Assuming you need calibration data for every format. GPTQ and AWQ both require a small calibration dataset (typically 128 samples from the training distribution). GGUF and NF4 do not. If you are quantizing a model for which you do not have representative sample data, GGUF is the simpler path.
Quantizing for GPU, then trying to run on CPU. A GPTQ model uses GPU-only kernels. There is no CPU fallback. If you download a GPTQ model from Hugging Face and try to run it with llama.cpp, it will not work. Similarly, GGUF models run poorly (or not at all) in vLLM. The format and the runtime are coupled.
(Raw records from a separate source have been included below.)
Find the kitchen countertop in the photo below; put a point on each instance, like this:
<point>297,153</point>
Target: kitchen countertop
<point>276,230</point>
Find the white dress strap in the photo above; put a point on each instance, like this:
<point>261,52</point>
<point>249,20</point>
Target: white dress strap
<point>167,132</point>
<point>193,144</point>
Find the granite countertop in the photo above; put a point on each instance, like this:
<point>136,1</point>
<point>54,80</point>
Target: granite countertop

Building an AWQ model with a stale version. AutoAWQ v0.2.9 (May 2025) is the latest release, but HF Transformers v5.11.0 (June 2026) also includes native AWQ loading via transformers.AwqConfig. If you use the Transformers integration, you do not need the standalone AutoAWQ library. Check which path is supported by your inference engine.
Using NF4 for deployment. NF4 is not a format designed for fast inference. The bitsandbytes 4-bit dequantization path is slow compared to the dedicated kernels in GPTQ (Marlin) or AWQ (Triton). Use NF4 for QLoRA training, then re-quantize to GPTQ or GGUF for deployment.
When NOT to use each format
Do not use GGUF if you are serving a high-throughput API on NVIDIA GPUs. The CPU fallback path of llama.cpp is slower than GPTQ's Marlin kernel at batch sizes above 1.
Do not use GPTQ if your deployment target is a MacBook, a Raspberry Pi, or any non-NVIDIA GPU. GPTQ kernels are NVIDIA CUDA-only. For Apple Silicon, use GGUF. For AMD GPUs, check if ROCm-based GPTQ kernels are available (limited support as of mid-2026).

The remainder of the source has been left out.